This project is dedicated to the memory of William Morris (aka Frags), who was the main contributor to the bounty but was unable to see the final result.

Tuesday, October 23, 2012

Address Unknown

Finally all the normal addressing modes are done in this update. As I mentioned in the previous post: the final missing pieces were the 68020 (complex) addressing modes.
This took me lot longer than I expected. Not just because these addressing modes are complicated, but also because memory reading is involved.

Secretly I hoped that this will fix the issue with the OS, but no. I am not sure why I expected that. :P
The OS still behaves the same: reboot loop.

You can stop reading now, technical details will follow.

Why does memory access make everything much more complicated?

The answer is: every memory access has to go through the memory handling functions in the emulator. I already implemented the possibility of direct memory access, but we cannot depend on that every time (or rather most of the time).

Then why is that causing any headaches? Because the functions are outside of the translated code, coded in C and all assigned temporary registers will be gone.

Previously, for the MOVE instructions I workarounded the situation by remapping and reloading only the required temporary registers as soon as the memory operation was done. This approach is simply not working in the case of the addressing mode translation: the addressing modes are completely isolated subroutines, do not know any details of the already allocated and mapped registers (that should be restored).

For now I implemented a different workaround for the addressing modes, which is far less optimal: instead of dropping all the temporary registers, I save them on the stack then restore it when the execution returns to the translated code.

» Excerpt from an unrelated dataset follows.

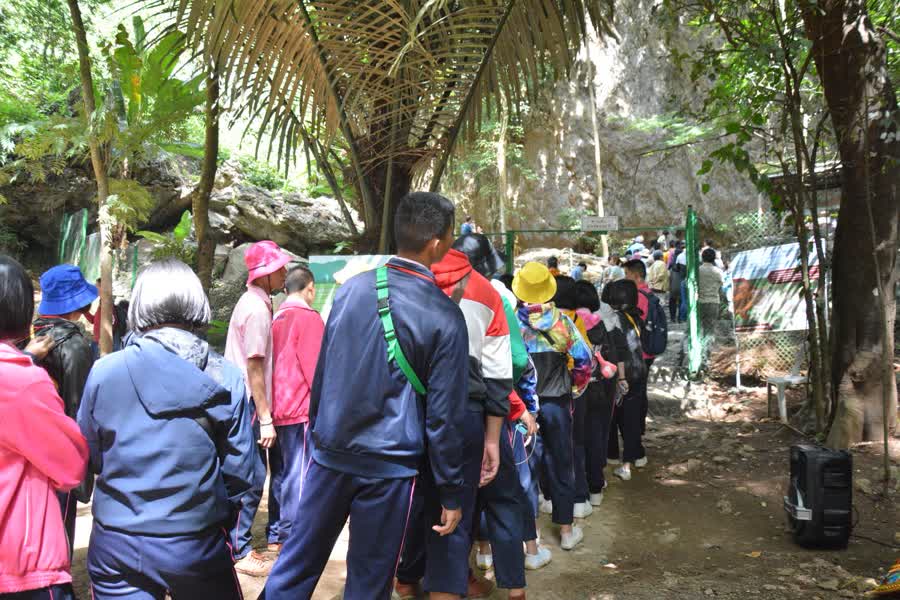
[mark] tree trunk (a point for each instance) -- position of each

No need to say how much slower this is: saving and reloading all mapped temporary registers than dealing with the absolutely required registers only. I am not satisfied with this solution, but at least it is working. Unless the called function expects a proper stackframe, because there won't be any. (At least this is not the case for OS4, and most likely not for MorphOS either.) This solution is not strictly compatible with the SysV ABI.

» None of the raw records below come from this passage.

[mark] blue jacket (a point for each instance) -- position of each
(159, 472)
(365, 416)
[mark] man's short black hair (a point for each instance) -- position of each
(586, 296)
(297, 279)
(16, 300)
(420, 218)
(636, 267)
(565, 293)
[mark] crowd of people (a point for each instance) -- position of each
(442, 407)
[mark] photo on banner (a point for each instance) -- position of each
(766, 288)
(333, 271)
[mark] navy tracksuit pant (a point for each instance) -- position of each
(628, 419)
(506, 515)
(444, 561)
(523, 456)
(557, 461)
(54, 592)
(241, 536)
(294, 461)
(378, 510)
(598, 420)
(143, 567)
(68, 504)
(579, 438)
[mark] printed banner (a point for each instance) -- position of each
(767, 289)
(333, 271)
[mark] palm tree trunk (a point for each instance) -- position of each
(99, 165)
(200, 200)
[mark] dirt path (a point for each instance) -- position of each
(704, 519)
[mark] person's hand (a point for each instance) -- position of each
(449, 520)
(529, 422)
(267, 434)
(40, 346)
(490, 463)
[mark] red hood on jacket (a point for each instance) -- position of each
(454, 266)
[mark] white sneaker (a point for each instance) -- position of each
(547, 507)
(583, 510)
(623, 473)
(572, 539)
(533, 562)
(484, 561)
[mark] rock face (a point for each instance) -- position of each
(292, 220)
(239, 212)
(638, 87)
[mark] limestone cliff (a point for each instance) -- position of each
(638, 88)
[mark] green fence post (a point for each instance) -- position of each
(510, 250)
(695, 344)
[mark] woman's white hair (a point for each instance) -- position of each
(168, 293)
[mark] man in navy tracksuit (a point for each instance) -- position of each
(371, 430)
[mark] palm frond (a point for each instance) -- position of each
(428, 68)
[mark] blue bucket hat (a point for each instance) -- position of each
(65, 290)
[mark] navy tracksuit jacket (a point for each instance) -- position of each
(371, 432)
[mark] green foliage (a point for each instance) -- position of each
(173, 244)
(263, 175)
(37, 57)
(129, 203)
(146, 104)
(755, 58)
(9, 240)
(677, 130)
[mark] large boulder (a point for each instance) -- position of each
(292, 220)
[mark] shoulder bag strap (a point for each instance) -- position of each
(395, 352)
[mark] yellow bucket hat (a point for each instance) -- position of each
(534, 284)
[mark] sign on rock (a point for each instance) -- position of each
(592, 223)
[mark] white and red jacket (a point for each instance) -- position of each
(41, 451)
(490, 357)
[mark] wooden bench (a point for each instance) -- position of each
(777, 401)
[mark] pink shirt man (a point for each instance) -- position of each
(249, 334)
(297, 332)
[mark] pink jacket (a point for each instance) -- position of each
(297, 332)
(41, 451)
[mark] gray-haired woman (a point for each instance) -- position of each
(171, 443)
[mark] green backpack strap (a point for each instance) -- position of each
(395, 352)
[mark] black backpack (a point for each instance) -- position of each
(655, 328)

Probably it would make more sense to store the temporary registers in the static context structure, there is no need to be reentrant: there are no call backs to the translated code. Maybe I can revisit this whole piece of code at a later stage.

Monday, October 8, 2012

Jinxed it (more Apples)

Speaking of apples. As it seems I managed to upset the Gods with the previous post somehow: they unleashed their wrath on me. Apple had released iOS6.

The funny part was: the developer pre-release was all hunky dory with our app, but then came the final release and things have changed dramatically overnight. Since I am working as a mobile app developer recently, I had to spend lot of time on it, even some weekend day(s).Okay, I stop grumbling, we are finally managed to take everything under control. It was stressful and annoying.

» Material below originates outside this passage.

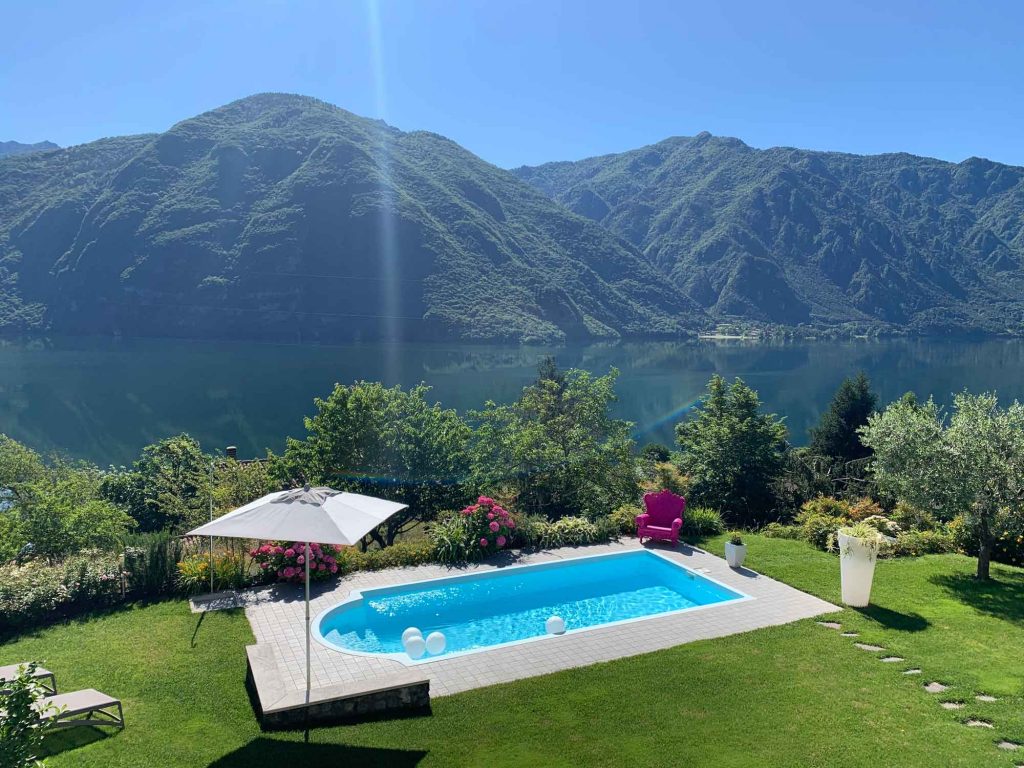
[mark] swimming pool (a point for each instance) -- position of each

So, I guess you might guess why the recent update is so thin: when I finally managed to get home I was fully drained, I had no strength to look at one more line of code.
I have implemented three missing addressing mode which are included in this update. I also started to work on the complex addressing modes (also called 68020 addressing modes), which are... well... really complex. I am less than half way thru with them, but in the meanwhile I didn't want to hold back this:

G5 support

While I suffered in deep agony, luckily Tobias Netzel was busy again and managed to fix up E-UAE for the G5 (PowerPC 970) processors. He got rid of the mcrxr emulated unsupported instruction (see the chapter about mcrxr) for this processor type. He also done some optimizations regarding the microcoded instruction usage, but probably we need to do more about it once.

The situation was very much similar to the 68060 and some unsupported FPU instructions which were emulated by the OS. If you remember that time how much Oxypatcher increased the speed of some floating point calculation intensive apps you can understand why E-UAE was soo sluggishly slow on G5 before: almost half of the emulated instructions make use of the mcrxr instruction for emulating some arithmetic flags.
With the recent changes this PPC instruction is not used for anything if the emulator was compiled for G5 and the fix helps a lot on the interpretive emulation too.

Some benchmarks from Tobias using the Mandelbrot test (G5 - 2.1 GHz):

Interpretive emulation:
  • using mcrxr: 5:02 secs
  • without mcrxr: 59 secs
JIT without flag optimization:
  • using mcrxr: 7:46 secs (yes, even slower than the interpretive...)
  • without mcrxr: 27.5 secs
JIT with flag optimization:
  • using mcrxr: 1:47 sec
  • without mcrxr: 18 sec
Well done, Tobias! The PPC Mac users will be grateful again.
By the way, these changes might have affect on the Cell PPE and Xenon processors too. Any volunteering developers?

Bounty

Recently, I had a cautious look on the bounty page for the project and I was a bit shocked by the fact that Mr. William Morris donated 1000 EUR. That was half of the previously collected bounty. Very generous of you.

Maybe this post is not the best opportunity to thank you all for your support. I hope I fulfill the expectations rather sooner than later.